The laws permit suppliers to earn credit for lowering the “carbon depth” of their operations by way of actions like carbon seize and storage, on-site renewable electrical energy, producing low carbon ethanol and biodiesel or supplying gas or vitality to superior automobile expertise.

Setting and Local weather Change Canada estimates the worth affect to be six to 13 cents per litre for gasoline by 2030.

“Given these elevated refinery margins and the compliance flexibilities constructed into the Clear Gasoline Laws, there is no such thing as a motive the marginal prices of the Laws ought to routinely be handed alongside to customers,” Guilbeault wrote.

Atlantic premiers ask for delay

The required reductions enhance progressively and are usually not anticipated to lead to giant value will increase in preliminary years, Guilbeault mentioned, including credit can’t be claimed till July 2024, which means there is no such thing as a must get well value immediately.

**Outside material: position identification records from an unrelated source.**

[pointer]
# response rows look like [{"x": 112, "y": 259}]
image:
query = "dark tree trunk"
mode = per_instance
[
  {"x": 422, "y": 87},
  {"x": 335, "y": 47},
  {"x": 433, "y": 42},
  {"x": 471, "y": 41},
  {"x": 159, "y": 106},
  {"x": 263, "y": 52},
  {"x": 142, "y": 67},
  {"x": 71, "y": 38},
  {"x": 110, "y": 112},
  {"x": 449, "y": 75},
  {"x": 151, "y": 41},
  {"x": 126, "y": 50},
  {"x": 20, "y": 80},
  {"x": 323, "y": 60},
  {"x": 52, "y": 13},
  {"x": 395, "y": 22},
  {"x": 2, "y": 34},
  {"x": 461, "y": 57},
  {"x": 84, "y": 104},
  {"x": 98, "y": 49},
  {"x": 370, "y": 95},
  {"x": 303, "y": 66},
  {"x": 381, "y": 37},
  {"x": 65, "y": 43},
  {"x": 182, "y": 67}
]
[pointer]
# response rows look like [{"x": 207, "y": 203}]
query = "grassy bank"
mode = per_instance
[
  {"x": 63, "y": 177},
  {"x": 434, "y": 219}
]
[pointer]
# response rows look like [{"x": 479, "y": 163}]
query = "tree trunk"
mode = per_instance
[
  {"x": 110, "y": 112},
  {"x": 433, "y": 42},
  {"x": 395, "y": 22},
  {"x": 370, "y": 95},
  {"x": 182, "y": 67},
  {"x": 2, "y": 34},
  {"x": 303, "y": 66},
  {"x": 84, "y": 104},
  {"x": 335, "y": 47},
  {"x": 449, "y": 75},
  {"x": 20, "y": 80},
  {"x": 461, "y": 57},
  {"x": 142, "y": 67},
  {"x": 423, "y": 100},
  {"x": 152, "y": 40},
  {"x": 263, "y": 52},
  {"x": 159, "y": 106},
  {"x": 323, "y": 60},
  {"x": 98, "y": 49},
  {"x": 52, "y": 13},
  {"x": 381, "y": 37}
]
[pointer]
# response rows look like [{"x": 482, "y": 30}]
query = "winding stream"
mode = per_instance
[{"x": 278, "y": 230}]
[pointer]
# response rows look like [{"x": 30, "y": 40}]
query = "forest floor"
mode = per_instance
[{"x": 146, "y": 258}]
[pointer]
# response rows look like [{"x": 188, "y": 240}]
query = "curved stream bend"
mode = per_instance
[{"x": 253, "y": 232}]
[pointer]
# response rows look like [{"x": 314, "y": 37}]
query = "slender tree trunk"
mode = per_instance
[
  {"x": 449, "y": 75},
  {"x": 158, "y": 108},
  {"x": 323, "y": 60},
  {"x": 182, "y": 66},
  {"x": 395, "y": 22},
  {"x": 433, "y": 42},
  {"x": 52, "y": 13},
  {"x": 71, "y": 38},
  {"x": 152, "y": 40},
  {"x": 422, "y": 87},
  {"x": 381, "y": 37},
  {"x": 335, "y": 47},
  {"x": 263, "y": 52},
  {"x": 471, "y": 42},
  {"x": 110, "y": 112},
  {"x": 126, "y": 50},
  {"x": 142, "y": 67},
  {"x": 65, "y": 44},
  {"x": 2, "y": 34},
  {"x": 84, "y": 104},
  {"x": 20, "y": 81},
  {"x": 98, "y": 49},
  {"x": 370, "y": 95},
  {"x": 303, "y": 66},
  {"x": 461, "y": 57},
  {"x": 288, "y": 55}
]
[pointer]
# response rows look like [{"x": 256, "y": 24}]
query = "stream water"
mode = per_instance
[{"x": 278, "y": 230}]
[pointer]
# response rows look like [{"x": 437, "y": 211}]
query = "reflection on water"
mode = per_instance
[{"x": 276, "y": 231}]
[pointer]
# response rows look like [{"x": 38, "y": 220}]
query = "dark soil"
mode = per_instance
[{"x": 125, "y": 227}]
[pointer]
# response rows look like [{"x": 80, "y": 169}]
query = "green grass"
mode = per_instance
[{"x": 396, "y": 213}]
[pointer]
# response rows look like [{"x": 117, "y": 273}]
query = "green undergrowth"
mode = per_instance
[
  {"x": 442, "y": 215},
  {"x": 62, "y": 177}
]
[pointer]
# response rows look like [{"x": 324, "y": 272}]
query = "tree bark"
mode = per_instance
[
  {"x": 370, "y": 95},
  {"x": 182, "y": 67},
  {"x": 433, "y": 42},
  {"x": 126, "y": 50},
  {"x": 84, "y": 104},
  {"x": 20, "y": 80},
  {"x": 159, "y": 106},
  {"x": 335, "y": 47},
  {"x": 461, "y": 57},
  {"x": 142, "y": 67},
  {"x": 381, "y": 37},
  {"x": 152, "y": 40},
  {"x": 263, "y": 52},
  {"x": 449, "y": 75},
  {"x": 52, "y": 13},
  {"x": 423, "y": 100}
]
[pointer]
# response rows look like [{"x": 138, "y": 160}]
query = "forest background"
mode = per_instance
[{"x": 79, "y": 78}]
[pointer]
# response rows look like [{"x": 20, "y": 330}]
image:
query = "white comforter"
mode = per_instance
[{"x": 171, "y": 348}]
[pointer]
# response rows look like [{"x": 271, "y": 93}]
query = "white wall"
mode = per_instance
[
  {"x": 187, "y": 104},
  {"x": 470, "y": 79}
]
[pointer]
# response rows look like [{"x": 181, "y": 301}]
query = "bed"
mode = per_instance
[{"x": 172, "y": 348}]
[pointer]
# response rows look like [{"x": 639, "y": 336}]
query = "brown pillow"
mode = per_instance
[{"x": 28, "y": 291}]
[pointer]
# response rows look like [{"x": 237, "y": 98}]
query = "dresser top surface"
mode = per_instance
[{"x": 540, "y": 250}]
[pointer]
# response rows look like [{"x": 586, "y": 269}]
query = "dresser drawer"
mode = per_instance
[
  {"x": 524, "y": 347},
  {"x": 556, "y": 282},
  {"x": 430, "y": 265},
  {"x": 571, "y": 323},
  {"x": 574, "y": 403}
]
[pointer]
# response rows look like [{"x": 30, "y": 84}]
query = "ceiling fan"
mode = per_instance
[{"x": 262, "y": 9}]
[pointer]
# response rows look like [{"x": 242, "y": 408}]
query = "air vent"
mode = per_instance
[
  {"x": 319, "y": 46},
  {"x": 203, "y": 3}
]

“In search of speedy shopper worth will increase to account for estimated prices beneath a worst-case state of affairs projection may result in a state of affairs the place an organization later chooses a lower-cost choice, pockets the elevated income from customers, and provides it to already elevated refinery margins,” Guilbeault wrote.

The Atlantic premiers are asking the federal authorities to delay implementations of the clear gas laws till a plan might be developed to handle what they name “the disproportionate affect of laws on Atlantic Canadians,” the place many items wanted by customers and companies need to be trucked in.

Nova Scotia Premier Tim Houston, New Brunswick Premier Blaine Higgs, Newfoundland and Labrador Premier Andrew Furey and Prince Edward Island Premier Dennis King, left to proper, are proven in a 2022 information convention after a gathering of the Council of Atlantic Premiers in Halifax. (Andrew Vaughan/The Canadian Press)

The clear gas laws and the carbon tax enhance are scheduled to return into impact on July 1.

Earlier this month, the parliamentary price range officer mentioned the clear gas regulation will enhance the price of gasoline by 17 cents a litre and 16 cents for diesel by 2030. 

Nationally, the parliamentary price range officer mentioned the associated fee to households would vary from $231 for lower-income households to $1,008 for higher-income households.

Setting Canada has challenged these numbers, saying they don’t take note of the prices of local weather change.

“I feel we’re distinctive right here for plenty of causes. Initially, we don’t have a complete lot of choices when it comes to [having] one main refinery that produces many of the gas that we use for the area,” P.E.I. Premier Dennis King informed CBC’s Energy & Politics on Thursday.

In an announcement to CBC Information, Irving Oil mentioned the price of motor fuels is about independently of presidency and trade.

Guilbeault mentioned he understands Irving will rely solely on “one of the pricey of all compliance choices beneath the brand new laws.”

“Briefly, it’s the place of the Authorities of Canada that the Clear Gasoline Laws won’t essentially result in vital value will increase to refiners, significantly within the brief time period, and definitely not as excessive as these claimed by Irving.”